Psalm 137 (December 7th, 2025)
- Brian Lee

- 1 day ago
- 3 min read

Summary
“By the waters of Babylon, there we sat down and wept, when we remembered Zion.”
Psalm 137 opens with the raw grief of exiles carried to Babylon after Jerusalem’s fall. They hang their harps on the willows because songs of Zion cannot be sung in a foreign land (vv. 1–2). Their captors taunt them:
“Sing us one of the songs of Zion!” (v. 3).
But the psalmist refuses to treat holy worship as entertainment. Instead, he makes a vow:
“If I forget you, O Jerusalem, let my right hand forget its skill! Let my tongue stick to the roof of my mouth, if I do not remember you, if I do not set Jerusalem above my highest joy!” (vv. 5–6).
Jerusalem, known as God’s dwelling and the symbol of His covenant presence, must remain the heartbeat of their identity.
The psalm then turns toward justice. The psalmist calls God to remember the Edomites who cheered the destruction of Jerusalem (v. 7) and pronounces judgment on Babylon, the empire of cruelty and idolatry:
“O daughter of Babylon, doomed to be destroyed, blessed shall he be who repays you with what you have done to us!” (v. 8).
The final, shocking line is not a personal desire for revenge but an appeal for God to execute perfect justice on a wicked empire known for its own brutalities.
“Blessed shall he be who takes your little ones and dashes them against the rock!” (v. 9)
It is a cry from the powerless, entrusting ultimate justice to the Judge of all the earth.
Psalm 137 gives voice to the church in exile. Jesus Christ is the one who bears the world’s judgment and brings a kingdom where violence and tears will be no more.
Who is God?
God sees His people’s tears and remembers their suffering. Also, He is not indifferent to the injustice of the world. He is not passive in the face of cruelty.
The psalmist appeals to a God who remembers (v. 7). God does not forget covenant promises, covenant people, or covenant wrongs. Even in Babylonian exile, He remains the God who faithfully dwells (suffers) with His people, watching over them until the day of restoration.
God receives the prayers too painful to speak publicly, the wounds too deep for ordinary words, the longings that no earthly power can satisfy. He is the God who holds us in both our worship and our weeping.
What is our Guilt?
We often forget God before we ever set down our harps. The psalmist’s fear exposes our tendency to sideline God’s presence, promises, and kingdom when we are under pressure.
We are prone to let comfort redefine our priorities, to allow cynicism to mute our worship, and to let the world’s taunts shape our identity more than God’s Word. And when wounded or wronged, we often seek our own vengeance, nurturing bitterness rather than entrusting judgment to God. Our hearts drift, our loves divide, and our longing for justice can become distorted when we forget the God who remembers.
How does Grace Shine?
Grace shines in the One who entered our exile and bore our judgment. The cries of Psalm 137 ultimately point to Christ. At the cross, the Judge becomes the judged. The One who never forgot Jerusalem weeps over it, and the One who deserves no punishment absorbs the wrath that would otherwise fall on nations and empires. In Jesus, God answers the longing for justice not by unleashing vengeance through human hands, but by allowing justice and mercy to meet in His own body.

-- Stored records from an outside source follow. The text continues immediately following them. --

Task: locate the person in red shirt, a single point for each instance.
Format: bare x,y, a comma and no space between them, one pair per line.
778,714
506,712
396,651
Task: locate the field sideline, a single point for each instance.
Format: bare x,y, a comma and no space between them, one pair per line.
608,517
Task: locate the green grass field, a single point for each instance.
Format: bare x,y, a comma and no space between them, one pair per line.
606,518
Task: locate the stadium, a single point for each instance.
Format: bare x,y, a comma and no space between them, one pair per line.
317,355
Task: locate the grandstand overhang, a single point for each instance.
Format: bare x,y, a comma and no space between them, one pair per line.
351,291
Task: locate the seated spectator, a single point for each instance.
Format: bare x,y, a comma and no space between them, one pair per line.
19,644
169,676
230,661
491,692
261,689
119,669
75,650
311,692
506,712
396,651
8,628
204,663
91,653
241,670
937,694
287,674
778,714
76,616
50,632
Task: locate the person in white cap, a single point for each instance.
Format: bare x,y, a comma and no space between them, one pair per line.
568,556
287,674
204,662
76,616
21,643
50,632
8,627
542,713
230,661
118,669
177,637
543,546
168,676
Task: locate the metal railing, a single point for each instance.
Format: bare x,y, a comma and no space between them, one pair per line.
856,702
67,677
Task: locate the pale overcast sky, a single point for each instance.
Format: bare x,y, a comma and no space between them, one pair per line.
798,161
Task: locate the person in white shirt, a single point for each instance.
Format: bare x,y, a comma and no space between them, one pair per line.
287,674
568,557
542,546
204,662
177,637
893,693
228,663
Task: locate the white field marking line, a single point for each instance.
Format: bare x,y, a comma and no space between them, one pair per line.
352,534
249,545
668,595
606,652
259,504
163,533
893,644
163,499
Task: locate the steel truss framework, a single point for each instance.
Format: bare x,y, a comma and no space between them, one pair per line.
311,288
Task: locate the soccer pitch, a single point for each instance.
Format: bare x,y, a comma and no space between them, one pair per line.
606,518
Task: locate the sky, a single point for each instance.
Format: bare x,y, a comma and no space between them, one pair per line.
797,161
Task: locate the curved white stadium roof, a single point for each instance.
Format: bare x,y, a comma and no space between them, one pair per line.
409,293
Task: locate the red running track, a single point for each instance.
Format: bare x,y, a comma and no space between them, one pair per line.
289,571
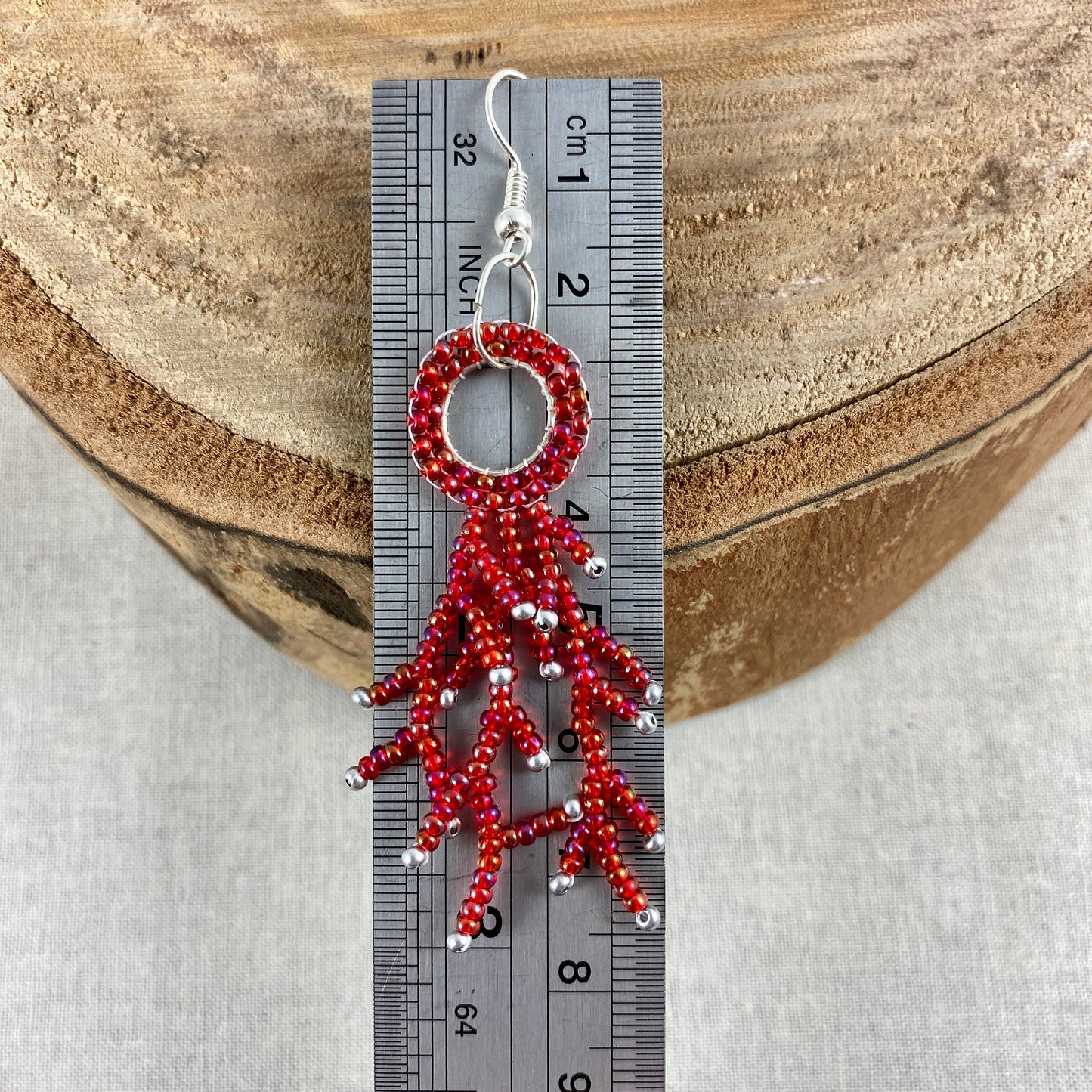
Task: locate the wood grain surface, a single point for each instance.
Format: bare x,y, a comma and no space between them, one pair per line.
878,242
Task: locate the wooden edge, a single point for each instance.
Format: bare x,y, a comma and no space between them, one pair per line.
761,540
144,442
758,608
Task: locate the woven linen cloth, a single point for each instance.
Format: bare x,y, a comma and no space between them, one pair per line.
879,875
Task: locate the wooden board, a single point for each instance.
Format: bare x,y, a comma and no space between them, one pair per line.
878,242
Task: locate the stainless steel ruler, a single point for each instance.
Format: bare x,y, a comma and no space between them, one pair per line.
558,993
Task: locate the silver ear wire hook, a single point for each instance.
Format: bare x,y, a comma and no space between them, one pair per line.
512,225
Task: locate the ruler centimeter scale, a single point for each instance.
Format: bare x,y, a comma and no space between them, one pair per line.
556,993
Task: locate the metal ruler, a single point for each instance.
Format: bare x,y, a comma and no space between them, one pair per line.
566,993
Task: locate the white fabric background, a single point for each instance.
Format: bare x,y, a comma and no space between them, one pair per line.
880,874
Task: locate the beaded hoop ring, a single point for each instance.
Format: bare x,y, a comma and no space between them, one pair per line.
558,373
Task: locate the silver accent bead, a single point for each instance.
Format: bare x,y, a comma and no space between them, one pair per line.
653,694
655,843
415,856
574,809
501,676
595,567
539,761
546,621
561,883
458,942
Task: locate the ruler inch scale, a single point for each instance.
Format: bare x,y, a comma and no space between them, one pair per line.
505,1017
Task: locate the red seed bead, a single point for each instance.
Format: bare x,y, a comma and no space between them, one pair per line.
472,910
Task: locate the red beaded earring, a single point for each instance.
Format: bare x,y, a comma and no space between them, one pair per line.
507,581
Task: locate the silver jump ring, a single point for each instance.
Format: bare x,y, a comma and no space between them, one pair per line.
512,260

Grace teaches us that vengeance belongs to God (Romans 12:19), and grace forms in us a patience and hope that look beyond exile to the New Jerusalem, where every tear will be wiped away.
Prayer
Heavenly Father,
You see the tears your people shed by the waters of their own "Babylon." You meet us when our lives are facing disappointment, loss, and even injustice. You know the wounds we carry and the longings we dare not speak.
Keep us from forgetting you in seasons of exile. Strengthen our love for your kingdom, your Word, and your presence. When we are wronged, guard us from bitterness and teach us to entrust justice into your hands.
Thank you that Jesus entered our exile and bore our judgment. We are grateful because you lead us toward the New Jerusalem, where sorrow and violence will cease forever.
In the name of Jesus Christ, we pray. Amen.